Ini akan menjadi paragraf yang amat sangat panjang, jadi kalian bacanya harus pelan-pelan dan menikmatinya.
☆Happy Reading!☆
Sepasang kaki berlari tergesa berkejaran dengan masa. Sepatu putih yang melekat di kakinya harus ia relakan bernoda karena kecipratan genangan air sisa hujan semalam. Waktu sudah menunjukkan pukul 07.09 WIB, tanda ia telat 9 menit dari aturan masuk sekolah. Hal ini terjadi karena tiba-tiba dengan kurang ajarnya Bianr harus mendapati perutnya mules sehingga ia harus bertahan lebih lama di rumah. Ditambah dengan keterlambatan Busway yang semakin mengulur waktunya.
Sebenarnya ini bukan kali pertama ia telat, tapi Binar bukan langganannya telat.
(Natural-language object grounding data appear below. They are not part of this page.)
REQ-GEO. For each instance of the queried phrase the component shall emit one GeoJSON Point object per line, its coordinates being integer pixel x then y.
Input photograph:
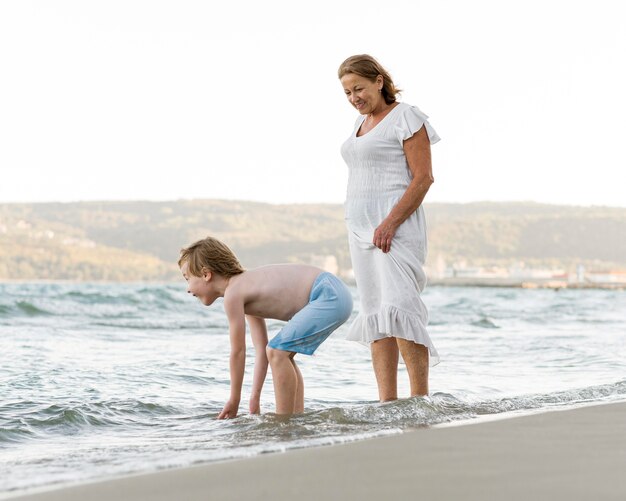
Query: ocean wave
{"type": "Point", "coordinates": [32, 420]}
{"type": "Point", "coordinates": [30, 309]}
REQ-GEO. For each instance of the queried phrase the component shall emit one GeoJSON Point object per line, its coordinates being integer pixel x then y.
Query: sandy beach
{"type": "Point", "coordinates": [576, 454]}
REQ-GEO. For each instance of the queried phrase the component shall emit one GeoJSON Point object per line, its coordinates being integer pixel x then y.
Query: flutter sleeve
{"type": "Point", "coordinates": [410, 121]}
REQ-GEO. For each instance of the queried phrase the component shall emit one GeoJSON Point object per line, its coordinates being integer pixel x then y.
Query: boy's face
{"type": "Point", "coordinates": [199, 286]}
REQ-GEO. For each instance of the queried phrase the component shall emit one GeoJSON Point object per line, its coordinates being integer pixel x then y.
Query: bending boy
{"type": "Point", "coordinates": [312, 302]}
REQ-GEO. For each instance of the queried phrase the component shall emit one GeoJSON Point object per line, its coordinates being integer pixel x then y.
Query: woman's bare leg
{"type": "Point", "coordinates": [385, 362]}
{"type": "Point", "coordinates": [415, 357]}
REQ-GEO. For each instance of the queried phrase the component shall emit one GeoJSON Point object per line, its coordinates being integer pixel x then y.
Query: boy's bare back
{"type": "Point", "coordinates": [276, 291]}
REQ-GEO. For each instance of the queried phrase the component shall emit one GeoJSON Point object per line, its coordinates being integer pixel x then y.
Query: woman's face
{"type": "Point", "coordinates": [362, 93]}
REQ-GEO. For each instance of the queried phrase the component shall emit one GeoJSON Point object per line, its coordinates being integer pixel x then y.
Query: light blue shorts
{"type": "Point", "coordinates": [330, 305]}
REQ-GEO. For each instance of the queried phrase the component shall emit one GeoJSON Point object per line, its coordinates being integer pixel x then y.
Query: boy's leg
{"type": "Point", "coordinates": [385, 362]}
{"type": "Point", "coordinates": [415, 357]}
{"type": "Point", "coordinates": [285, 378]}
{"type": "Point", "coordinates": [299, 405]}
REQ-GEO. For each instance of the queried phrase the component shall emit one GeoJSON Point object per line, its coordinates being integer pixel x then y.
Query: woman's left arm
{"type": "Point", "coordinates": [417, 152]}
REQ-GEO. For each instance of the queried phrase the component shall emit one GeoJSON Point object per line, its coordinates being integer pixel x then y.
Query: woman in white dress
{"type": "Point", "coordinates": [390, 172]}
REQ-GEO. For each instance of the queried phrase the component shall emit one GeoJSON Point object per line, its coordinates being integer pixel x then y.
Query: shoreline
{"type": "Point", "coordinates": [574, 454]}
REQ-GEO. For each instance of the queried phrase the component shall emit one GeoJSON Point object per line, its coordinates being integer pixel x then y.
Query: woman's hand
{"type": "Point", "coordinates": [383, 235]}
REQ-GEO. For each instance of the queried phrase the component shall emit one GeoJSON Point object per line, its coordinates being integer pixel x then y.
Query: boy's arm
{"type": "Point", "coordinates": [258, 332]}
{"type": "Point", "coordinates": [237, 327]}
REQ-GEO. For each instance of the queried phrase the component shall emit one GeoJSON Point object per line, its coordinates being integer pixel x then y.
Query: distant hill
{"type": "Point", "coordinates": [131, 241]}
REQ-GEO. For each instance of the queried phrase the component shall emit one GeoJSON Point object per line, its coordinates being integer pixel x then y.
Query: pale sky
{"type": "Point", "coordinates": [163, 100]}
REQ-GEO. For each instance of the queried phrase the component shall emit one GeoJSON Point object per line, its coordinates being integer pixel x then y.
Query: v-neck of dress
{"type": "Point", "coordinates": [356, 134]}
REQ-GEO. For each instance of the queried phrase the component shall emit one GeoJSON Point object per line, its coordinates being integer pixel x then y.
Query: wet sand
{"type": "Point", "coordinates": [577, 454]}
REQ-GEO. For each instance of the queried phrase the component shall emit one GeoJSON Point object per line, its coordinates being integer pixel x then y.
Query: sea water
{"type": "Point", "coordinates": [100, 380]}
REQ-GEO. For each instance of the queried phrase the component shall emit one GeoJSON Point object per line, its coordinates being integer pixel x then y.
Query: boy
{"type": "Point", "coordinates": [312, 302]}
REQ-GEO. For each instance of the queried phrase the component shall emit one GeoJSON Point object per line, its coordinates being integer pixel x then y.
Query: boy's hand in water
{"type": "Point", "coordinates": [230, 410]}
{"type": "Point", "coordinates": [255, 405]}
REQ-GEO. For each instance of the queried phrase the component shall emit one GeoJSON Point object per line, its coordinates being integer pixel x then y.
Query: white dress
{"type": "Point", "coordinates": [389, 284]}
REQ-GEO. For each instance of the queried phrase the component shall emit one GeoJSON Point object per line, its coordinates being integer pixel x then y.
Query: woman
{"type": "Point", "coordinates": [388, 156]}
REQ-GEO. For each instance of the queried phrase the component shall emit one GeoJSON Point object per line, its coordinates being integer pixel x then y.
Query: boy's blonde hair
{"type": "Point", "coordinates": [211, 254]}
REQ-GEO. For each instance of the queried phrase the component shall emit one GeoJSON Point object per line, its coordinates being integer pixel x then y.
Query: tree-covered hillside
{"type": "Point", "coordinates": [131, 241]}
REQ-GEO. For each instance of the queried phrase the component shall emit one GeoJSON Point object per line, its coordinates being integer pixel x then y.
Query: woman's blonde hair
{"type": "Point", "coordinates": [210, 254]}
{"type": "Point", "coordinates": [366, 66]}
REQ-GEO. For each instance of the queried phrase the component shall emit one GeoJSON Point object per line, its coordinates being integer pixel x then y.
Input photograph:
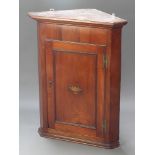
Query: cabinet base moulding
{"type": "Point", "coordinates": [53, 135]}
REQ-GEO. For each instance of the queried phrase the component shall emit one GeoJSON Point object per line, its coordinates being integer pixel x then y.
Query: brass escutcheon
{"type": "Point", "coordinates": [75, 89]}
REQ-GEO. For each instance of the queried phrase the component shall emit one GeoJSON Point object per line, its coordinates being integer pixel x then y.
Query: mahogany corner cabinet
{"type": "Point", "coordinates": [79, 58]}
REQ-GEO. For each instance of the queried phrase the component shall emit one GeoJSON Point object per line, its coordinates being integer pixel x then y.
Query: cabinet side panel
{"type": "Point", "coordinates": [42, 81]}
{"type": "Point", "coordinates": [115, 78]}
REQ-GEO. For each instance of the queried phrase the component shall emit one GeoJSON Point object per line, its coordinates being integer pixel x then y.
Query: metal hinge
{"type": "Point", "coordinates": [105, 61]}
{"type": "Point", "coordinates": [104, 125]}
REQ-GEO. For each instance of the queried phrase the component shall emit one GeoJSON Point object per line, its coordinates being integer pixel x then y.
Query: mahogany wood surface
{"type": "Point", "coordinates": [79, 82]}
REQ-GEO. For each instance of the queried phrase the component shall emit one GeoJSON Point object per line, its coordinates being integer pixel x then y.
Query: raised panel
{"type": "Point", "coordinates": [75, 82]}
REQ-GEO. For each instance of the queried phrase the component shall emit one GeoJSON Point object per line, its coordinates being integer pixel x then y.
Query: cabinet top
{"type": "Point", "coordinates": [83, 16]}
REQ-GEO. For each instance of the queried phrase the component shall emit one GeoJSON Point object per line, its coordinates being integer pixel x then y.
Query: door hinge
{"type": "Point", "coordinates": [105, 61]}
{"type": "Point", "coordinates": [104, 125]}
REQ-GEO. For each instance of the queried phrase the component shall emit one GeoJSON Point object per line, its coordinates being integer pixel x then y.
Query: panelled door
{"type": "Point", "coordinates": [75, 75]}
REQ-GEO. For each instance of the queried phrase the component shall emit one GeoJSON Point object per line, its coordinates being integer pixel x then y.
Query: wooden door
{"type": "Point", "coordinates": [75, 87]}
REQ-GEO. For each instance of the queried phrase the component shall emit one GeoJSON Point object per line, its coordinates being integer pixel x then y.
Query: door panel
{"type": "Point", "coordinates": [75, 86]}
{"type": "Point", "coordinates": [73, 106]}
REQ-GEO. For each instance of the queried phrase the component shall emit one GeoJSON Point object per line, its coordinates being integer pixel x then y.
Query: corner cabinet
{"type": "Point", "coordinates": [79, 75]}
Kendati begitu, ia tetap saja panik jika saat seperti ini karena hari ini pada jam pertama akan diadakan ujian lisan mata pelajaran English, yang dimana Binar merasa ia harus mendapatkan nilai bagus pada satu bidang mata pelajaran yang menjadi kesukaannya tersebut.
Gadis itu berlari terlalu jauh dari halte sampai dengan sekolahannya yang cukup membuat nafasnya ngos-ngosan dan perutnya seakan dililit nyeri. Bulir keringat juga mulai turun membasahi pelipisnya.
Melihat keberadaan Pak Subarjo yang tengah menangkap para siswa yang hampir semuanya ada cowok dengan status terlambat lainnya, Binar berencana berbalik arah dan memilih lewat jalan rahasia memanjat tembok samping. Dari pada harus berakhir dengan hukuman membersihkan halaman sekolah.
"Hei! Kemari kamu! Jangan coba-coba kabur, ya."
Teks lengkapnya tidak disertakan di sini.